It consists of 'N' Full Decimal Adders. The i-th Full Adder takes as input three digits Ai, Bi and Ci-1 and outputs a digit Ci(0 or 1), which is the carry generated on adding the digits Ai and Bi and Ci-1. (Ci = 1 if Ai + Bi+Ci-1 > 9, otherwise 0).

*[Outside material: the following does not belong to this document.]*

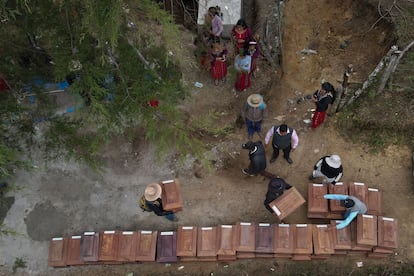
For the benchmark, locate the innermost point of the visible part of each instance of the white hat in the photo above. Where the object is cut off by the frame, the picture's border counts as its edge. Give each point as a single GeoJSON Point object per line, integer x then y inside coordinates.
{"type": "Point", "coordinates": [152, 191]}
{"type": "Point", "coordinates": [255, 100]}
{"type": "Point", "coordinates": [334, 161]}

This Ci is now provided to the next (i+1-th) Full Adder in order to be added with the digits Ai+1 and Bi+1 and also to the accumulator which as the name suggests accumulates the sum of all Cj (1 <= j <= i).
Note: C0 = 0 always and 0 <= Ai, Bi <= 9.
For Example: Adding two numbers, A = 4567 and B = 734 (or B = 0734), the addition proceeds as shown and the accumulator gets a final value of 3.
In the 1st Adder, A1 = 7, B1 = 4, C0 = 0 and A1 + B1 + C0 = 11. Therefore Carry C1 = 1.
In the 2nd Adder, A2 = 6, B2 = 3, C1 = 1 and A2 + B2 + C1 = 10. Therefore Carry C2 = 1.
In the 3rd Adder, A3 = 5, B3 = 7, C2 = 1 and A3 + B3 + C2 = 13. Therefore Carry C3 = 1.
In the 4th Adder, A4 = 7, B4 = 0, C3 = 1 and A4 + B4 + C3 = 8. Therefore Carry C4 = 0.
The Value in the Accumulator = C1 + C2 + C3 + C4 = 3.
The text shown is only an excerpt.